Statistical Software Package: SPSS or S-Plus.
Required Textbook: Principles of Biostatistics (2nd Edition). By M. Pagano and K. Gaurveau. Pacific Grove, CA: Duxbury. Homework assignments originate from the textbook.
Grading:
Homework: Homework will be assigned, but will not be collected or graded. Class time will be reserved for answering homework questions.
Attendance: Attendance will be taken, but not formally incorporated into grading.
Quizzes: Quizzes will be given (without prior announcement), but not graded.
Exams: Exams 1, 2 and 3 are worth 20%, 25%, and 25% each (not cumulative).
Final Exam: 30%; the final is cumulative.
Final grades may be curved if necessary, but will likely follow the usual 10-point scale (e.g. 90-100 =A, 80-89 = B, etc.), with borderline grades just below the cutoff potentially receiving a + or -. Typically, there will not be any specific curve on individual exams. It is unlikely anyone will be ‘curved into’ the A range.
Exams will NOT be open book; students are allowed to bring notes fitting on an 8.5×11 sheet of paper (back and front). Also, bring a calculator to the exam. Copies of needed statistical tables will be provided with the exam.
All of the exams will have a take-home component.

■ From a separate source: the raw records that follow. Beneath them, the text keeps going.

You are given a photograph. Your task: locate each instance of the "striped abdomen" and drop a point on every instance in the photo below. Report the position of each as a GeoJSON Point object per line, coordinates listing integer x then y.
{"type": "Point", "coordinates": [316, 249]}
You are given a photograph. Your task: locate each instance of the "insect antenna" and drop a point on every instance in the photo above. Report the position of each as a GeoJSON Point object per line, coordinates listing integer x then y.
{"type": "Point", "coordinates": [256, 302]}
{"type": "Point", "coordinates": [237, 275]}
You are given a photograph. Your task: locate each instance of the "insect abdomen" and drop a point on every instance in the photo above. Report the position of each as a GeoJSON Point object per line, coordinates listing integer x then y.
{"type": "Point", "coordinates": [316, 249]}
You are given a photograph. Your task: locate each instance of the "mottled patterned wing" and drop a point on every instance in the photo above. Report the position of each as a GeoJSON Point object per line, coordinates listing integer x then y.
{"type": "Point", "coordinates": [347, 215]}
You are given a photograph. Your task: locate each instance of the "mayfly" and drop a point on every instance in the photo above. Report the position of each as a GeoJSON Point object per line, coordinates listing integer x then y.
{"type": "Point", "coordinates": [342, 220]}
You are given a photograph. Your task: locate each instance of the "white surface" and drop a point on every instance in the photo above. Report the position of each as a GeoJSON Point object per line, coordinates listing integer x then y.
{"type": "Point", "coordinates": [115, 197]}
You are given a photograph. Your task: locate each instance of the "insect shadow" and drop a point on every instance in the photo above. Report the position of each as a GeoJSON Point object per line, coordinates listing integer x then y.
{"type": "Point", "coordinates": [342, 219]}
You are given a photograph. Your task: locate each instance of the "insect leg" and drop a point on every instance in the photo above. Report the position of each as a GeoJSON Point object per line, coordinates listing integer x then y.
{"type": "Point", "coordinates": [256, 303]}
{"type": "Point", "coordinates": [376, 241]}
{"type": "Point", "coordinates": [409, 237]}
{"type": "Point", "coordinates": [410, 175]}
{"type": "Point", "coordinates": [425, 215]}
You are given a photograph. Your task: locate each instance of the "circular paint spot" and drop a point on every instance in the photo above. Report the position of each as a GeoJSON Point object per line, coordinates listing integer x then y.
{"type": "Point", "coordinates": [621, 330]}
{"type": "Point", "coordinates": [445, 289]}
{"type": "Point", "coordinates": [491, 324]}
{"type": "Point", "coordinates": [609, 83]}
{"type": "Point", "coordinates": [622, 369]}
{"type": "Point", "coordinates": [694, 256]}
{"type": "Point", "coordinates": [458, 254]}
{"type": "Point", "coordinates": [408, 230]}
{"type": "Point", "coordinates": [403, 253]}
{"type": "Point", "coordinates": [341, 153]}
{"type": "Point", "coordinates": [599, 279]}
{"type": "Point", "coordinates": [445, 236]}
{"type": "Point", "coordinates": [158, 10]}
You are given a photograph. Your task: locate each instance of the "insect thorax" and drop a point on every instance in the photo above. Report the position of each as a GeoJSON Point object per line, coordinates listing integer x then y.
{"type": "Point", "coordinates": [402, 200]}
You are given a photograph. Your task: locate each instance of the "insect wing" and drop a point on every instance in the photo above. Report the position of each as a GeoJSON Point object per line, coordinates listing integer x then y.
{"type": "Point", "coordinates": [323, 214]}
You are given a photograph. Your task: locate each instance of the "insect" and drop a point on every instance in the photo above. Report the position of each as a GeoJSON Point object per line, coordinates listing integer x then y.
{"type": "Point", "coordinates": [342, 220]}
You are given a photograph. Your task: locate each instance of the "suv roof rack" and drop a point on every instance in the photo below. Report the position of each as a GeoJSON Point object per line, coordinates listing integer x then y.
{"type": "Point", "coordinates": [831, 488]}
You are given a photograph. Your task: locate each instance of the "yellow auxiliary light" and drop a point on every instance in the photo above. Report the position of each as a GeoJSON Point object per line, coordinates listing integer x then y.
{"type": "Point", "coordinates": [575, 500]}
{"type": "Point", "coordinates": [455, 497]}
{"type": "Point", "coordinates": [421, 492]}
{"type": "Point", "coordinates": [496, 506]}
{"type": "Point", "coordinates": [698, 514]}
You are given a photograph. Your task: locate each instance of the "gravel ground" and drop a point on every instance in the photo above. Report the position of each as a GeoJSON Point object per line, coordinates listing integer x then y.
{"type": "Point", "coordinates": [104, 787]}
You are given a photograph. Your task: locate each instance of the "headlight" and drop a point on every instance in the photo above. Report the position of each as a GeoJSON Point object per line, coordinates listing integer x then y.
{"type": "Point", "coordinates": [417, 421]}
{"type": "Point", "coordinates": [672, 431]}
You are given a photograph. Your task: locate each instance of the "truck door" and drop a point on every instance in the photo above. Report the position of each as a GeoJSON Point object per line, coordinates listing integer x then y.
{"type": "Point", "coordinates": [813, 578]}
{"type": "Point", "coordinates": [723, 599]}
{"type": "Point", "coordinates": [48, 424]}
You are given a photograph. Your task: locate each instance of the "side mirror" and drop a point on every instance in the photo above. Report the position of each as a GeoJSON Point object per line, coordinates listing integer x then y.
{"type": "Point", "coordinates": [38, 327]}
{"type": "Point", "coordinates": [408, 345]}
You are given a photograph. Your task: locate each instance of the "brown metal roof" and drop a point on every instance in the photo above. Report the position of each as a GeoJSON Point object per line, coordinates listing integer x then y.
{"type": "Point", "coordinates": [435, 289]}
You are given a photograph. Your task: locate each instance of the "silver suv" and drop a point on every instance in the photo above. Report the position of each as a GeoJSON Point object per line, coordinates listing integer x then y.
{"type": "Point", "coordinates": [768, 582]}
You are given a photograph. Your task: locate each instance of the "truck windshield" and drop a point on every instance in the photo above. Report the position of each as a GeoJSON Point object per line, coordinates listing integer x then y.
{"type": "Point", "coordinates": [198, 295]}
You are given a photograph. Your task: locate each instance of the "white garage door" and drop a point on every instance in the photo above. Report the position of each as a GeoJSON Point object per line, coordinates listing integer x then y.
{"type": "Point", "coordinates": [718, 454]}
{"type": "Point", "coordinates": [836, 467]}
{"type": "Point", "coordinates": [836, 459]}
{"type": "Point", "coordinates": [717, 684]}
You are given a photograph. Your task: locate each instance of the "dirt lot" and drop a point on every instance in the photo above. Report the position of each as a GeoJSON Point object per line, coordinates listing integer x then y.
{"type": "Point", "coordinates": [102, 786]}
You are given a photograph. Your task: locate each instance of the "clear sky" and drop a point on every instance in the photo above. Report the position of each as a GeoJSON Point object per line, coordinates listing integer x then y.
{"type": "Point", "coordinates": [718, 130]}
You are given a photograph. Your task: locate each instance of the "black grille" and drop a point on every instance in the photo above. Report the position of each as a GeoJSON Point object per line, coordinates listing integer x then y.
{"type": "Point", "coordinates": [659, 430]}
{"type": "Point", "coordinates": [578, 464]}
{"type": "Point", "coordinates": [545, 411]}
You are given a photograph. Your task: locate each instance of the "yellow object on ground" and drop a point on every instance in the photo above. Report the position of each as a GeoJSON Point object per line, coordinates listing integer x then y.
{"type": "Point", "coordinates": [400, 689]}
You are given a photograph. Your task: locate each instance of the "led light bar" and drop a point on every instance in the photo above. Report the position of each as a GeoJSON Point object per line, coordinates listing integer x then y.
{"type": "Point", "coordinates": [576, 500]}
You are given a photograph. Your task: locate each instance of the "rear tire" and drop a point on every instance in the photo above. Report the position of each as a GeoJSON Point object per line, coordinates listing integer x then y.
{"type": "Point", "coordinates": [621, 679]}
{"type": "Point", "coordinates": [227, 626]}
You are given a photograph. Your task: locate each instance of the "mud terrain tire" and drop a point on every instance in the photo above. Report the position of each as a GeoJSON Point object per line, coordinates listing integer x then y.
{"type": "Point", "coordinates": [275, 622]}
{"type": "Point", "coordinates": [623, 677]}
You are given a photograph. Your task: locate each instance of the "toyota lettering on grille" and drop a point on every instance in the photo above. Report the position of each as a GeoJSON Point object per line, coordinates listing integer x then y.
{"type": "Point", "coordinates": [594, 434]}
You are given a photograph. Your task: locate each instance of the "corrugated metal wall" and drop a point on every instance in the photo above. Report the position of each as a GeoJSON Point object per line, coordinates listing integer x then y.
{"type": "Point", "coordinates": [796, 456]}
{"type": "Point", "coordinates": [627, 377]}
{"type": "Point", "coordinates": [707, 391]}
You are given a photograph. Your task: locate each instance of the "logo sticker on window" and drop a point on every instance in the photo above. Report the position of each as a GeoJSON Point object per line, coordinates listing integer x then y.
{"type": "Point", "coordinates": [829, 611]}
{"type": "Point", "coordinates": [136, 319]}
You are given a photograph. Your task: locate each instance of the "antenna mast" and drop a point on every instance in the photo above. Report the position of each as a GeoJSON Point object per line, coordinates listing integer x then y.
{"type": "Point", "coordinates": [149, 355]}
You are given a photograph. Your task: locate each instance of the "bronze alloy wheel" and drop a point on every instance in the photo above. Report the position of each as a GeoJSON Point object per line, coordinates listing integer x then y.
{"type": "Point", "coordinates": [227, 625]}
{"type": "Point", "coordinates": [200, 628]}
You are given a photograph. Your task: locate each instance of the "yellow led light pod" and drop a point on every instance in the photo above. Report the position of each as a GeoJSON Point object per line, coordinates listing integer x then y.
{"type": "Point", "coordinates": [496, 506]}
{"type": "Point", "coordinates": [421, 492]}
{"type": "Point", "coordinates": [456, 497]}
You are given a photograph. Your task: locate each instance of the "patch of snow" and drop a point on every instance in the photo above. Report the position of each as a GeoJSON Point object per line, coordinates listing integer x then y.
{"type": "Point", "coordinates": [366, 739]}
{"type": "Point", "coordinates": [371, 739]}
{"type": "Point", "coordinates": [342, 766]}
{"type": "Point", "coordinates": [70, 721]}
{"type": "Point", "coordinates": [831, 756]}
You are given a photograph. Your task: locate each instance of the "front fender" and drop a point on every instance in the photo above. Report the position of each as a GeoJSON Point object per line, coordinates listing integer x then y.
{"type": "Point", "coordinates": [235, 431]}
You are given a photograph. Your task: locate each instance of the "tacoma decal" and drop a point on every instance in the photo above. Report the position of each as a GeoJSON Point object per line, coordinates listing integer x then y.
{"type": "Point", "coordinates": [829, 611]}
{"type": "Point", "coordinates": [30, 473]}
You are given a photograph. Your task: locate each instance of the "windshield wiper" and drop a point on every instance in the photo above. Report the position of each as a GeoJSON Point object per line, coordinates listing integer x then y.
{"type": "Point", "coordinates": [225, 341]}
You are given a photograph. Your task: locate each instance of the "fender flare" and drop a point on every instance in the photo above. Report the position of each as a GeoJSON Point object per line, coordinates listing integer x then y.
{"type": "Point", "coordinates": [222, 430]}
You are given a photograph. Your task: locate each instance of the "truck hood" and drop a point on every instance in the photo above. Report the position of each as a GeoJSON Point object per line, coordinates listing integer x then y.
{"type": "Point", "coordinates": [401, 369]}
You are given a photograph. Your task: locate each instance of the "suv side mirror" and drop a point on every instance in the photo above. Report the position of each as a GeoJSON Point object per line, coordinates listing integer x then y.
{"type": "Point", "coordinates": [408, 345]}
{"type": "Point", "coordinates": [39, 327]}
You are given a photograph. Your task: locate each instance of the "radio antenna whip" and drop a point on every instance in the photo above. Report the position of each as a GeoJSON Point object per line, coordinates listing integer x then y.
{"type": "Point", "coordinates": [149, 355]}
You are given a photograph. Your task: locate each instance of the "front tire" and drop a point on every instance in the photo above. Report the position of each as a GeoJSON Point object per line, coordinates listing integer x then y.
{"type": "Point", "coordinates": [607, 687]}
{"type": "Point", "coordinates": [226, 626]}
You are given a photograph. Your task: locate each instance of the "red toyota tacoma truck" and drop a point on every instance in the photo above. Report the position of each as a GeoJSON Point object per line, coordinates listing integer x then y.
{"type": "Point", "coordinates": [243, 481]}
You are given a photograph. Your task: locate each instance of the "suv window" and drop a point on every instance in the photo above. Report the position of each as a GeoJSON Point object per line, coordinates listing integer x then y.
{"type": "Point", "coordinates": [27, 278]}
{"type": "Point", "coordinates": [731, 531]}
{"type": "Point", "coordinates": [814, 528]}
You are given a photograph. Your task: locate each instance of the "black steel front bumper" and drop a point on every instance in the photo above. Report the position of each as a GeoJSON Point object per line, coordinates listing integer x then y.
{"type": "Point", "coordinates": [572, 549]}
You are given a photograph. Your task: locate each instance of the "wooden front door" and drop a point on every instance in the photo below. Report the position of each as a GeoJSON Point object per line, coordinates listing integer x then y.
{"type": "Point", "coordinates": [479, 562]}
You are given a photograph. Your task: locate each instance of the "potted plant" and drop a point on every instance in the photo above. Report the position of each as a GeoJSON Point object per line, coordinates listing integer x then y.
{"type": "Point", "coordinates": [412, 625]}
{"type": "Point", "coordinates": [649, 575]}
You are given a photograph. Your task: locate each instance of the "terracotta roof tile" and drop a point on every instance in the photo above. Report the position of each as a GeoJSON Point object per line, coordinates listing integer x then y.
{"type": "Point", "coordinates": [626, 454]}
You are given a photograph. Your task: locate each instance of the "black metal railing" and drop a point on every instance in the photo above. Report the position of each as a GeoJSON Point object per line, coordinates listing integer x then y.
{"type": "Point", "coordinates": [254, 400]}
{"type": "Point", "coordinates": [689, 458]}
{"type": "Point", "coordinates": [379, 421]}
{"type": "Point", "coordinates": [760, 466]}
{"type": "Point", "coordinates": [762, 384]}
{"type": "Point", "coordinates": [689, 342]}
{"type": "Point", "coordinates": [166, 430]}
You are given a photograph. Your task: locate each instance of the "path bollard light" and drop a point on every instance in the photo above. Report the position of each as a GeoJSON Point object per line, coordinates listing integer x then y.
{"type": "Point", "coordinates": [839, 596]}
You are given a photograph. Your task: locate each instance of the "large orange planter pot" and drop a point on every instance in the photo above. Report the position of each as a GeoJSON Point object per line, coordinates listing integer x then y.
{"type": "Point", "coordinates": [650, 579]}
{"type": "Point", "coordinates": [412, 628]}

Policy on missed exams: Students must make arrangements PRIOR to the exam to have the opportunity to take the exam late.
Expectations of the Students:
- Lecture:Attend lecture, take notes, and review notes
- Homework:Complete homework for both repetition and application/expansion of concepts learned in lecture
- Statistical Software: Learn and apply statistical software (during later sections of the course)
- Exams: Demonstrate an understanding of both the concepts and methods, and an ability to apply them to “similar” problems.
Anything I write down during class is potentially fair game for an exam (except notes that I clearly denote as ‘an aside’). Exam questions are meant to be reflective of the notes and HW as a whole, but also challenge that understanding.
Course Schedule:
1. Mon 1/9Wed 1/11Fri 1/13Non-parametric Statistics
2. Mon 1/16Wed 1/18Fri 1/20Non-parametric Statistics
3. Mon 1/23Wed 1/25Fri 1/27Categorical Data
4. Mon 1/30Wed 2/1Fri 2/3Categorical Data /Exam 1: 2/3
5. Mon 2/6Wed 2/8Fri 2/10Rates and Standardization
6. Mon 2/13Wed 2/15Fri 2/17Rates and Standardization
7. Mon 2/20Wed 2/22Fri 2/24Survival Analysis
8. Mon 2/27Wed 3/1Fri 3/3Survival Analysis/Exam 2: 3/3
Mon 3/6Wed 3/8Fri 3/10
9. Mon 3/13Wed 3/15Fri 3/17Correlation & Simple Regression
10. Mon 3/20Wed 3/22Fri 3/24Simple & Multiple Regression
11. Mon 3/27Wed 3/29Fri 3/31Multiple Regression
12. Mon 4/3Wed 4/5Fri 4/7Exam 3: 4/5; Logistic Regression
13. Mon 4/10Wed 4/12Fri 4/14Logistic Regression
14. Mon 4/17Wed 4/19Fri 4/21Overview & Review for the Final
The final is scheduled by the University, as Mon 5/1 11am-1pm.
Reading Assignments:
The given reading assignments provide an important supplement to the lecture notes. However, they do not provide a replacement for lecture! Lecture notes will include material not contained within the text. You may want to do the reading assignment before (for preparation) and/or immediately after (for repetition of concepts) the relevant lecture discussions.
Non-parametric Statistics: Chapter 13
Categorical Data: Chapters 15 and 16
Rates and Standardization: Chapter 4
Survival Analysis: Chapter 21
Correlation: Chapter 17
Simple Regression: Chapter 18
Multiple Regression: Chapter 19
Logistic Regression: Chapter 20
Homework Assignments:
Homework assignments should be completed immediately after completing the relevant lectures in class. Within 1-2 classes after completing a given topic, I will reserve class discussion time for homework. This period will only be useful if you have at least attempted the assignment, and have formulated subsequent questions. I will not pass out solutions (sincestudents tend to just wait for the solutions!).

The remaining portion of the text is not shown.